Each process launched by MPI is expected to load different (mini-)batches. RaNNC automatically gathers the batches from all ranks and computes them as a single batch. Therefore, the effective (global) batch size is [number of processes (np)] * [batch size per process]. torch.utils.data.distributed.DistributedSampler is useful to properly take batches in each process.

5. Model partitioning for very large models

If the number of parameters of a model is very large, you cannot train the model only with data parallelism. RaNNC automatically partitions such models for model parallelism.

To see how RaNNC partitions such a large model, set hidden and layers to 5000 and 100 respectively. Given the configuration, the model has more than 2.5 billion parameters.

You cannot train this model using only data parallelism because the size of parameters, gradients and optimizer states exceeds the memory of the GPU (40GB). (The model requires 10GB for parameters, 10GB for gradients, 20GB for optimizer states, and more for activations)

Let’s use all the GPUs on the node (eight GPUs) for this configuration.

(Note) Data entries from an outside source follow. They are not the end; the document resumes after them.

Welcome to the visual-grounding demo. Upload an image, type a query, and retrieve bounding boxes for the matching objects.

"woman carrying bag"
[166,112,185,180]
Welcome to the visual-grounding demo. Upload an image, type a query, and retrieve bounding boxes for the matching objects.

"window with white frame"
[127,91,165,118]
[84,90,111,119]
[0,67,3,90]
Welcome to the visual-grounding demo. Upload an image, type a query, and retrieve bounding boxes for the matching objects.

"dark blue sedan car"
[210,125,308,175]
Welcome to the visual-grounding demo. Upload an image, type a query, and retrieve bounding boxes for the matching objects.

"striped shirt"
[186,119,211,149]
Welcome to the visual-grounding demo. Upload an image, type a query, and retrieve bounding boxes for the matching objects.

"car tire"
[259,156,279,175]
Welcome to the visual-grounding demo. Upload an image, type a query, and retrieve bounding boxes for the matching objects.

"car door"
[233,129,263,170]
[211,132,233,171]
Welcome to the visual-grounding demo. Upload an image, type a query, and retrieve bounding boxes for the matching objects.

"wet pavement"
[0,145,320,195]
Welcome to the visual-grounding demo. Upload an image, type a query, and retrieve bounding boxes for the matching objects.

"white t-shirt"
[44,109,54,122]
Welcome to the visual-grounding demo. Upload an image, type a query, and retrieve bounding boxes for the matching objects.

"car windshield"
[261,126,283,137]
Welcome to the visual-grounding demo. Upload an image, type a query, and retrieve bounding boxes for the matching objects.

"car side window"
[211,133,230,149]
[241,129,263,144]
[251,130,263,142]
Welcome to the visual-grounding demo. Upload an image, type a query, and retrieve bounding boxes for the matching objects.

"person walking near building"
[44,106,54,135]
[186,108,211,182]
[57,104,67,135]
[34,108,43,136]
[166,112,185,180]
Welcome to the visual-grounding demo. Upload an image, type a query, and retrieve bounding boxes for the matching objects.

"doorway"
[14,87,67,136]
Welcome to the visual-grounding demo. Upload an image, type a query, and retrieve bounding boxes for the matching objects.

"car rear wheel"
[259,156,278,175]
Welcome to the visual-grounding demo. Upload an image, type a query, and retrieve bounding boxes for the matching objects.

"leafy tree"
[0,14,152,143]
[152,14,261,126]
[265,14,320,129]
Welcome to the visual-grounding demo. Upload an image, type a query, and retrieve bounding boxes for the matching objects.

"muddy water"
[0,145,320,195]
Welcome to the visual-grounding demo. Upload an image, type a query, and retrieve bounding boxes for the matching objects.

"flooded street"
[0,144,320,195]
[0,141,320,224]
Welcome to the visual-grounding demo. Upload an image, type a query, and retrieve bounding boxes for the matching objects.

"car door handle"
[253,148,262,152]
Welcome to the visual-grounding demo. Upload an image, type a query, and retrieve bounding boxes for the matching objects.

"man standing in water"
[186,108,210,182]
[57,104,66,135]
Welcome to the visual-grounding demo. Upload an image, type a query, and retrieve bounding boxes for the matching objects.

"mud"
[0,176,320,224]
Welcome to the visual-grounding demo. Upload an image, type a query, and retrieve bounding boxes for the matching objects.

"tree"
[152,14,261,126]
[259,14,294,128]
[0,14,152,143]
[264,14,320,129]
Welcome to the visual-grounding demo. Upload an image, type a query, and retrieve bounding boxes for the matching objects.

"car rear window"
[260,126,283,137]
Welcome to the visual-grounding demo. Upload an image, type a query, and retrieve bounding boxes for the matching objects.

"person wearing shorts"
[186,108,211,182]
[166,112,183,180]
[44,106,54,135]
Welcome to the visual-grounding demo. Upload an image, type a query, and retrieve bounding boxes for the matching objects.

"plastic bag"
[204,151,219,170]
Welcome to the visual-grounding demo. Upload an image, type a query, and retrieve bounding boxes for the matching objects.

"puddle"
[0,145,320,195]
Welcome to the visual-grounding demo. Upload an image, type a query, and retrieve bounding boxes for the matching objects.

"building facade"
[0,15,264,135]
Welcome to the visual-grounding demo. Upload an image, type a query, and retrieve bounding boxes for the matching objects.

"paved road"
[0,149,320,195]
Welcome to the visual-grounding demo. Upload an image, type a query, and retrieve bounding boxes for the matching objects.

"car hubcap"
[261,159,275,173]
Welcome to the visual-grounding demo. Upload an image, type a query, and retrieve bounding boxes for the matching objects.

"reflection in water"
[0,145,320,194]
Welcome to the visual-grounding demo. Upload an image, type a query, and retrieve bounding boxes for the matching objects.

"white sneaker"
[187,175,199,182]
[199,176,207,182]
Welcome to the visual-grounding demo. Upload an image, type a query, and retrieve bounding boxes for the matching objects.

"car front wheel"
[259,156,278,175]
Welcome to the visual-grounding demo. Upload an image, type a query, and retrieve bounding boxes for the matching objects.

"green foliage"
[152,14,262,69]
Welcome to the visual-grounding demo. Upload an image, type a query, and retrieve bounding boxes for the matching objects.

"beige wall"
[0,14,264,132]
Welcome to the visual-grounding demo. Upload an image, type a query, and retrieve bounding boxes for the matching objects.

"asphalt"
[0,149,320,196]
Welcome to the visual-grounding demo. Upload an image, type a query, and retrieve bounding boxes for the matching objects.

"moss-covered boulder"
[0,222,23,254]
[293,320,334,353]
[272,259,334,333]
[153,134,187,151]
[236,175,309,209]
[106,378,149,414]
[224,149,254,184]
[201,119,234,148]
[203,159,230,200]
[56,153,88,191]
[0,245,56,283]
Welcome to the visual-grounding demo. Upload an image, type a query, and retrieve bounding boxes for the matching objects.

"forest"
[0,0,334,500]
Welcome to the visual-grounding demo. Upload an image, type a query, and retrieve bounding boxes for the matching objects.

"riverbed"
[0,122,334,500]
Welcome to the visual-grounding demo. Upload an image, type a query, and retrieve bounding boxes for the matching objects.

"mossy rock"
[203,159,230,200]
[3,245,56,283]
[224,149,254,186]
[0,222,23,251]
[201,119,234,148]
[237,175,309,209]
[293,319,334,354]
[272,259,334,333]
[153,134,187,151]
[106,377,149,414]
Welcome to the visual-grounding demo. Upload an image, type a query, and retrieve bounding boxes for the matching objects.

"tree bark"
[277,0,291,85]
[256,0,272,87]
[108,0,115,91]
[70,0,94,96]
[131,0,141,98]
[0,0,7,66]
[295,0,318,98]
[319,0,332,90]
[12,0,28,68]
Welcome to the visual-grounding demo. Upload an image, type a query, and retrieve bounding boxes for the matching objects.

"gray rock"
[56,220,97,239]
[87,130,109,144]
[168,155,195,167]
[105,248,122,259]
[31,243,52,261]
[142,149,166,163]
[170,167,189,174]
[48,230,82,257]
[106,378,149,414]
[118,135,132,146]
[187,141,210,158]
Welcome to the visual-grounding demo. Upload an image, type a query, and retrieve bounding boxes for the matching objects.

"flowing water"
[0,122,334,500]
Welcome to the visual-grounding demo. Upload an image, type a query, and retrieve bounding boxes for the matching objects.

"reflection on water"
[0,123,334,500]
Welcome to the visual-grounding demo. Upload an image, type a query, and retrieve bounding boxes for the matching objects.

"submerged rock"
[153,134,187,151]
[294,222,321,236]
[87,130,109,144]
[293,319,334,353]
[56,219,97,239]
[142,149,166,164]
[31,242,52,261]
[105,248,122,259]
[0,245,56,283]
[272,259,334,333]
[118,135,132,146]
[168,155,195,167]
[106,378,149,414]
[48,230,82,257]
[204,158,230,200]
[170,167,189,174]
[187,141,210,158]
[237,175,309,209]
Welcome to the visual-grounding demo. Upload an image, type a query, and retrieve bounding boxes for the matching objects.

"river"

$ mpirun -np 8 --mca pml ucx --mca btl ^vader,tcp,openib --mca coll ^hcoll python tutorial.py 64 5000 100
[RaNNCProcess] [info] RaNNC started on rank 0 (gpunode001)
[RaNNCProcess] [info] RaNNC started on rank 1 (gpunode001)
...
Parameters=2500500000
..
[Decomposer] [info] Starting model partitioning ... (this may take a very long time)
[DPStaging] [info] Estimated profiles of subgraphs: batch_size=512 np=8 pipeline=1 use_amp=0 zero=0
graph=MERGE_0_4 repl=4 fwd_time=27516 bwd_time=126756 ar_time=437809 in_size=2560000 out_size=2560000 fp32param_size=4700940000 fp16param_size=0 total_mem=23707792544 (fwd+bwd=14298232544 opt=9401880000 comm=7680000)
graph=MERGE_5_9 repl=4 fwd_time=31228 bwd_time=153762 ar_time=493699 in_size=2560000 out_size=2560000 fp32param_size=5301060000 fp16param_size=0 total_mem=26732209376 (fwd+bwd=16122409376 opt=10602120000 comm=7680000)
[Decomposer] [info]  Assigned subgraph MERGE_5_9 to rank[7,5,1,3]
[Decomposer] [info]  Assigned subgraph MERGE_0_4 to rank[6,4,0,2]
...

The partitioning may take a long time when the model is very large. (It took around five minutes in our environment)

The model was partitioned into two computational graphs (MERGE_0_4 and MERGE_5_9) for model parallelism and they were assigned to rank[6,4,0,2] and ranks[7,5,1,3] respectively for data parallelism (hybrid model/data parallelism). Note that RaNNC may set different numbers of replicas for data parallelism for each computational graph to optimize the training throughput.

For more practical usages, test/test_simple.py and examples will be helpful.